Perennials typically need between four and eight weeks of the appropriate photoperiod, Erwin said, before blooming will occur.

Nighttime interruption using infrared light of 10 foot-candles is required for long-day perennials to induce bloom. The interruption should occur between 10 p.m. and 2 a.m., as the plants need some darkness first in order to trigger a response to the light interruption. If temperatures are below 63º, increased light duration or intensity is needed.

For short-day plants, black cloth covering from 8 p.m. – 8 a.m. will simulate extended nighttime hours and promote flowering. If temperatures are above 74º at midnight, an increase in time spent under cover to 15 hours is needed.

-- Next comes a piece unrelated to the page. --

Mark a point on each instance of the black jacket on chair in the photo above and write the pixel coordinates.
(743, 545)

Stem elongation is another factor in plant development, and it happens primarily at the end of the night and the beginning of daybreak. Dropping the temperature for several hours before the nighttime period ends (to about 55º) and holding it there for a few hours of daylight can reduce stem elongation by about one-third.

Using plant growth regulators is another means of keeping plants bulky and branched. PGRs which increase branching can inhibit flowering, and growers should learn about the effects of these products prior to use.

In order to get bloom at the desired time, growers have to start manipulating the plant environment several weeks in advance. Bulking, cooling and forcing stages of plant development will require different temperatures and hours of daylight. And each species – or even different cultivars – will have their own particular requirements to force bloom.

“Do all your pinching and bulking before you do your cooling,” Erwin said. “If you pinch off your shoots afterwards, you’ve just pinched off the flowers you spent a lot of time making and threw them away.”

Additionally, the plant has to have entered maturity first. “If you don’t have that leaf number unfolded before you do the cooling,” the plant isn’t at maturity and won’t bloom anyway.

Root temperature research has shown that growing media temperature can be elevated well above room temperature. As the media temperatures goes up, root loss occurs, and plants get smaller as a result. Growing on weed guard material increases the media temperatures. Growing on gravel cools media and enhances root growth.

There is a specific gene in perennials that causes flowering after cooling. CRISPR gene editing has been studied to alter the flowering of plants, with researchers editing genes to “turn on” the flowering gene all the time.

Whether you’re interested in forcing perennial bloom or not, understanding the mechanisms of plant growth and flowering and knowing what environmental factors influence these is beneficial, particularly as our environment is changing and growers have to find ways to adapt. Bloom time, whether in the landscape or the greenhouse, is no longer a sure thing.